Website Interaction Tracking
Overview
The Website Interaction Tracking system captures user behavior on client applications (web, mobile, desktop) and processes it into actionable insights. This is the Phase 1 component of CROW and the current focus for development.
JavaScript SDK
CROW provides a JavaScript SDK for easy integration into web, mobile (React Native), and desktop (Electron) applications.
Supported Platforms
- Web: Any website or web application
- Mobile: React Native applications (with DOM-like structure)
- Desktop: Electron applications (Chromium-based)

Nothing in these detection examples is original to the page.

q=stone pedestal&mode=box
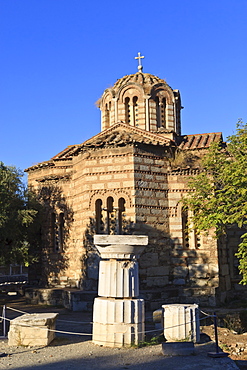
[8,313,58,346]
[93,235,148,347]
[162,304,200,342]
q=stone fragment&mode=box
[8,313,58,347]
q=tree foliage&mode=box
[0,162,39,265]
[184,121,247,284]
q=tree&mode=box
[184,121,247,285]
[0,162,38,265]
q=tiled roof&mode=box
[178,132,223,150]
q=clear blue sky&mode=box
[0,0,247,170]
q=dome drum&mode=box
[99,72,181,135]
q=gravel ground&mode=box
[0,338,241,370]
[0,299,239,370]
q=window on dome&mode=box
[118,198,125,235]
[133,96,138,126]
[124,97,130,124]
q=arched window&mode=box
[51,212,65,252]
[107,197,116,235]
[133,96,138,126]
[58,212,64,252]
[182,207,201,249]
[182,207,190,249]
[105,103,110,128]
[51,212,58,252]
[95,199,104,234]
[160,98,166,128]
[118,198,125,235]
[155,96,161,128]
[124,97,130,124]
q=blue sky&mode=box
[0,0,247,175]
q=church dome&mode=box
[111,72,170,94]
[98,69,181,135]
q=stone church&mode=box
[26,54,242,308]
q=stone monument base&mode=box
[93,297,145,347]
[8,313,58,346]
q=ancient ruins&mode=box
[26,54,239,309]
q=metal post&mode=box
[2,305,6,338]
[208,312,229,358]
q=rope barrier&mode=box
[0,306,216,336]
[6,307,93,324]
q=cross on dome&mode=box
[135,52,145,72]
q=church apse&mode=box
[24,55,235,308]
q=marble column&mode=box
[93,235,148,347]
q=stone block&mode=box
[173,266,188,278]
[147,266,170,276]
[8,313,58,346]
[98,259,139,298]
[147,276,169,288]
[162,304,200,342]
[93,298,145,347]
[189,264,208,278]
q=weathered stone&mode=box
[8,313,58,346]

The SDK works with any platform that has a DOM setup, making it versatile across user interfaces.
Installation
# npm
npm install @crow/tracking-sdk
# pnpm
pnpm add @crow/tracking-sdk
# bun
bun add @crow/tracking-sdk
Basic Setup
// React Application
import { CROWTracker } from '@crow/tracking-sdk';
const tracker = new CROWTracker({
apiKey: 'your-api-key-here',
endpoint: 'https://api.crow.example.com'
});
// SDK automatically tracks:
// - Page views
// - Clicks
// - Form interactions
// - Product views
// - Custom events
Platform-Specific Examples
React Native
// React Native Application
import { CROWTracker } from '@crow/tracking-sdk';
const tracker = new CROWTracker({
apiKey: 'your-api-key-here',
endpoint: 'https://api.crow.example.com',
platform: 'react-native'
});
// Works with React Native's component structure
Electron
// Electron Application (Main or Renderer Process)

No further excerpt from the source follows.